A primeira professora do Jardim da Infância Nossa Senhora do Carmo, Maria de Lourdes Patriota, é irmã da professora Irene Patriota. Lourdes nasceu no dia 21 de janeiro de 1932 em Brejão, Pernambuco.
Em 1960, Maria de Lourdes e o marido, Jarbas Nogueira dos Santos, funcionário da Caixa Econômica Federal, deixaram Paranavaí. Se mudaram para Bandeirantes, no Norte Pioneiro Paranaense, onde viveram por um ano, até fixar residência em Apucarana. Desde 1983, Lourdes Patriota mora em Curitiba.

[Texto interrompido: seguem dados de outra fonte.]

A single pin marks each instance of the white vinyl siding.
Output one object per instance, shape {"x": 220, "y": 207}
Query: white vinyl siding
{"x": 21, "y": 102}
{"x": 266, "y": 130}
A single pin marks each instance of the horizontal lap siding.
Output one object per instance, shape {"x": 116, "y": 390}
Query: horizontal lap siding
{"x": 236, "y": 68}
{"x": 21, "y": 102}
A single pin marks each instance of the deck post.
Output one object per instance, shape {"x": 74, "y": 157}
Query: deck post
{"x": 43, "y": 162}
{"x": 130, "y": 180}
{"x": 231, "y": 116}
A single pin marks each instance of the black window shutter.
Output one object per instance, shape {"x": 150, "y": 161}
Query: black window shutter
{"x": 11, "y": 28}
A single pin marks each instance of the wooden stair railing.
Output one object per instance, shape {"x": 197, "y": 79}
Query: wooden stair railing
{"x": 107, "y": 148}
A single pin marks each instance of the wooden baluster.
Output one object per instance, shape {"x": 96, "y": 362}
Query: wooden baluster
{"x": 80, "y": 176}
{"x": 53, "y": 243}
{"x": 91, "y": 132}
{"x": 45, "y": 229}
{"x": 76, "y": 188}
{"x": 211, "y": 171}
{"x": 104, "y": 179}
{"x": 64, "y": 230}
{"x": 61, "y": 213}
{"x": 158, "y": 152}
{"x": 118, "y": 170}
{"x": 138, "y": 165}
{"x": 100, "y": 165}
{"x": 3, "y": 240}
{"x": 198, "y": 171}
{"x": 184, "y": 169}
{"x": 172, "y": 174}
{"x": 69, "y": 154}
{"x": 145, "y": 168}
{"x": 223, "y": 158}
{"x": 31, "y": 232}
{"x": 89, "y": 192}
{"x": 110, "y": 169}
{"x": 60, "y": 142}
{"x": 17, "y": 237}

Em 1955, Rosa Akie Noguti, que nasceu em 10 de janeiro de 1934 em Vera Cruz, interior de São Paulo, assumiu o cargo de diretora do Colégio Paroquial, onde trabalhou até maio de 1960. Depois se casou com Paulo Fumio Watanabe e em 1978 se mudou para Curitiba.
José de Alencar Furtado era pai do deputado federal Heitor de Alencar Furtado, assassinado em 1982, que empresta o nome para a avenida mais importante de Paranavaí.